Section 254(2)(a) provided that an HMO had to be “one or more units of living accommodation not consisting of a self-contained flat or flats”. Therefore, if the rest of the house was an HMO, the ground-floor room was not part of that HMO. Its occupants could not count towards the total required by the 2018 regulations in determining whether a licence was required. A licence was therefore not required for the house (even if it was an HMO), the appellant committed no offence, and the application for a rent repayment order was dismissed.
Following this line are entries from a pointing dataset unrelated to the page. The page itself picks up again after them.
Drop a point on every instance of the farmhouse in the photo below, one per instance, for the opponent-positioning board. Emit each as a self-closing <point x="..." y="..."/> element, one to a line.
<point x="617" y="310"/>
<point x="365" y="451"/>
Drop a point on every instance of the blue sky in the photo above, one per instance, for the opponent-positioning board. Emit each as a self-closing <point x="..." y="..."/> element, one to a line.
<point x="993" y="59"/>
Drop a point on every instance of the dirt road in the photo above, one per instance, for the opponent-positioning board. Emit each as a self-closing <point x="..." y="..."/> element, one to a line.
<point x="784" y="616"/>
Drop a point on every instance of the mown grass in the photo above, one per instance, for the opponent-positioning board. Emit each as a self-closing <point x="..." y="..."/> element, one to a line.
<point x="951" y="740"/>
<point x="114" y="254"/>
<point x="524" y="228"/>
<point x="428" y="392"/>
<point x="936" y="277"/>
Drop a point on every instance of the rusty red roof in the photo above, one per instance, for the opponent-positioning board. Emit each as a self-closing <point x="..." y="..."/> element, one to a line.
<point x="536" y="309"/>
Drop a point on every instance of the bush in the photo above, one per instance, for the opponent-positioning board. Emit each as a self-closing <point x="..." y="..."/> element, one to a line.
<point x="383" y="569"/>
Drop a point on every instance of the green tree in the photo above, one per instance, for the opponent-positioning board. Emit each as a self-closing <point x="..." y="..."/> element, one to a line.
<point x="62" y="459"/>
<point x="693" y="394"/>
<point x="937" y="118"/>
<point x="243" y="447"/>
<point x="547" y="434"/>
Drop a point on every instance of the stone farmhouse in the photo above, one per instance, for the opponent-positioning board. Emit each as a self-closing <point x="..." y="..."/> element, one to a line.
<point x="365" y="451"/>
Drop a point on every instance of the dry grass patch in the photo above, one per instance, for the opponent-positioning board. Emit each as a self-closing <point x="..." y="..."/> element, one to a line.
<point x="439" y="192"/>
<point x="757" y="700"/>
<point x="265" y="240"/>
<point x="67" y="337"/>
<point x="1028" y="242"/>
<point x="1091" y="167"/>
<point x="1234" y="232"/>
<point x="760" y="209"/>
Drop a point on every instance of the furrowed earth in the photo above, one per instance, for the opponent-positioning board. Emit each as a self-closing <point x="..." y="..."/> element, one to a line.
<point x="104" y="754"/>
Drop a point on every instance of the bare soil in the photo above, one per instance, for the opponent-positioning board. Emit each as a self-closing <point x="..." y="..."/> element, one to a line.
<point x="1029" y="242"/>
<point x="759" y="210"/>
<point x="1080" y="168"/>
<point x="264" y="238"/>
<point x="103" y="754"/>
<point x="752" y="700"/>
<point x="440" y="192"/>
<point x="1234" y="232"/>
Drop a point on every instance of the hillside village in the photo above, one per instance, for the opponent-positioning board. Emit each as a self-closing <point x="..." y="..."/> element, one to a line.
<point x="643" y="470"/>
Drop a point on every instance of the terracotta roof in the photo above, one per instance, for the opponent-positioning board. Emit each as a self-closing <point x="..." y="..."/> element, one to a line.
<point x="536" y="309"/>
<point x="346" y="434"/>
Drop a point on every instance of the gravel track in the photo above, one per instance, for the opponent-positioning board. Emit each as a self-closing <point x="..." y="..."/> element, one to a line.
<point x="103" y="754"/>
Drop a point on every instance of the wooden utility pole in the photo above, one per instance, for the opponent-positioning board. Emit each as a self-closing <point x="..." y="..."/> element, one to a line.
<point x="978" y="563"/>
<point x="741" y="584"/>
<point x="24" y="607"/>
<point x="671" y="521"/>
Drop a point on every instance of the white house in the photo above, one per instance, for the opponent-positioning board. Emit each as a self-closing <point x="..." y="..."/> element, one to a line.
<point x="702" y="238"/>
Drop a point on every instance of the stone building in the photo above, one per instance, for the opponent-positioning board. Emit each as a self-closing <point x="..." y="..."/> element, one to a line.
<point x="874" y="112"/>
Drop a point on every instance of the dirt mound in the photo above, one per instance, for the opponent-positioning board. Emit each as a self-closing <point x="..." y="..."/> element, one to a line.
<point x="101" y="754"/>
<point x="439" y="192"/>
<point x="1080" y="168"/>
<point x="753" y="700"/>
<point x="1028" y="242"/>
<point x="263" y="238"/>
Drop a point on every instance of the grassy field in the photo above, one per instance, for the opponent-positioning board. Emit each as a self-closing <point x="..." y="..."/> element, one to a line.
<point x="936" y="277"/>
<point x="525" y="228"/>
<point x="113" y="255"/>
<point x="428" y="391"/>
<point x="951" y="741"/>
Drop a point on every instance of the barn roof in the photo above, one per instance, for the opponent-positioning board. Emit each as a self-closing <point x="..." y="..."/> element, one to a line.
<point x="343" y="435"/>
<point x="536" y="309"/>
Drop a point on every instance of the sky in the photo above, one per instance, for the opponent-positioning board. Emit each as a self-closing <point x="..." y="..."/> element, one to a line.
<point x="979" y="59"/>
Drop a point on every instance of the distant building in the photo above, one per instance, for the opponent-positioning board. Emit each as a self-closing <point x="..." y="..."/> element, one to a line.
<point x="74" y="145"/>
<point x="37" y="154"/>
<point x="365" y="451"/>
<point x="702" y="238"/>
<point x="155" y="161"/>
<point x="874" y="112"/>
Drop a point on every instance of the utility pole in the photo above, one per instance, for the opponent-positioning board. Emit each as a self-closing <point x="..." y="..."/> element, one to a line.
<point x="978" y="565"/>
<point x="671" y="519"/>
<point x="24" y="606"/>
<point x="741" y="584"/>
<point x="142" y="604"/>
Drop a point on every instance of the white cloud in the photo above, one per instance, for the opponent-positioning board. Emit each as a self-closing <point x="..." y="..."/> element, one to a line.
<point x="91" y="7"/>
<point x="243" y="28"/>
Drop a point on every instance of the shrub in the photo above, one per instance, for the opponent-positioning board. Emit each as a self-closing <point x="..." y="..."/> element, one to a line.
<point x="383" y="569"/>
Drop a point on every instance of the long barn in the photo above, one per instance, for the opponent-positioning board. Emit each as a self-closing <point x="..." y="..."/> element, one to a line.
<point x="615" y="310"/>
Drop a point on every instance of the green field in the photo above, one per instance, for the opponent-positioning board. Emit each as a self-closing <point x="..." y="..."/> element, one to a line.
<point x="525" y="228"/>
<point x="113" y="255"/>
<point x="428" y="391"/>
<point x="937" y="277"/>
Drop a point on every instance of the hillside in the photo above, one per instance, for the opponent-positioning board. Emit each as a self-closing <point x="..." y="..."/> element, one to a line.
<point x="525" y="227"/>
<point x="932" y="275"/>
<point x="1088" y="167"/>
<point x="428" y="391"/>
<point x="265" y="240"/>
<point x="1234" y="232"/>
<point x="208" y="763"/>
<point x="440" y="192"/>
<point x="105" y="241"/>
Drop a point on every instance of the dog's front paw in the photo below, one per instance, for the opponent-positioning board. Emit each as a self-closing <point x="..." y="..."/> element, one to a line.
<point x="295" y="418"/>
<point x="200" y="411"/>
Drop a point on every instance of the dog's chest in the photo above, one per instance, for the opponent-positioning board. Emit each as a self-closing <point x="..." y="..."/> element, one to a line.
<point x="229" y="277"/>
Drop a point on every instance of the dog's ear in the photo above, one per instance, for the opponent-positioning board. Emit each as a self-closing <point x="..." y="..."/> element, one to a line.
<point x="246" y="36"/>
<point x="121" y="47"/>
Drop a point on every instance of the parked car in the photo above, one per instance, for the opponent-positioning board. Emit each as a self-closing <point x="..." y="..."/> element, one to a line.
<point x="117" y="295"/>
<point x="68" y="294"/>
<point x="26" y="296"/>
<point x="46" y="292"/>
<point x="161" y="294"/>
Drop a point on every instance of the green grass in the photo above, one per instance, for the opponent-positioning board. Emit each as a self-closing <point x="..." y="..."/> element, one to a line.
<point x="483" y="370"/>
(4) One of the requirements of section 254(2), within the “standard test”, was that the occupants had to use the property as their only or main residence: section 254(2)(b). In many cases that was an easy inference to draw, even where there was no specific evidence on the point: see Opara v Olasemo [2020] UKUT 96 (LC); [2020] PLSCS 55. The present case was not such a case. While there were, for much of the relevant period, four people living in the rented rooms, some of them stayed for such a short period that it did not appear to be their only or main residence. The burden was on the respondent to prove, to the criminal standard, that the rented rooms were their only or main residence. That was not an obvious and unchallenged inference from the evidence, and the FTT was not entitled to ignore the fact that it was an issue between the parties.
Nevertheless, the FTT made no finding of fact on that issue, apparently taking the matter as read and making no mention of the point. The FTT again ignored a relevant consideration, namely, the dispute about the status of the occupation of some of the occupiers.
Julian Hunt (instructed by Direct Access) appeared for the appellant; the respondent did not appear and was not represented.